There are some exceptions to this.  After my quarantine, I began going over in the late afternoon and having happy hour with my mother sitting in lawn chairs about twelve feet apart, but I am not going every day now.  We are in agreement on this.  We have each developed our own lazy routine.  I write her and call her and FaceTime with her throughout the day.  We are both getting used to being alone.

My wardrobe consists of cotton shorts and a drawer full of v-neck white t-shirts that Ili bought me after the accident.  They were the easiest thing for me to put on.  They still are.  I have worn nothing else during Corona time.

 I have decided, however, to take my camera with me when I walk.  The light here is spectacular this time of year.

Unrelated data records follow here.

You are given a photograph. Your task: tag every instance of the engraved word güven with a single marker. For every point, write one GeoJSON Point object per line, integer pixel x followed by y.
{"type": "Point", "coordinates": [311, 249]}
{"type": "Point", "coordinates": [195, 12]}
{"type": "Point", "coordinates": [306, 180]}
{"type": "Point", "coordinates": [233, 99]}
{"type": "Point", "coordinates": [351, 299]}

I feel it wasted, really.  Now when I walk, I photograph the light.  I photograph the most mundane of things.  It is good training, good practice.  Above I've posted something that reminds me of Monet's waterlilies.  This is with a morning light.  I am east looking west.  The lilies are dappled with the light falling through the branches of the cypress trees that line the lake.  I've been to Monet's famous pond.  I like mine as well.

I am late today.  It is Saturday.  Does that mean anything to the housebound?  It must.  The word "Saturday" conjures up all the old feelings of childhood, the morning cartoons, playing with friends, perhaps a movie or a viewing of Shock Theater horror movies in the afternoon.  For those of us who lived pre-pandemic, it will always be suggestive.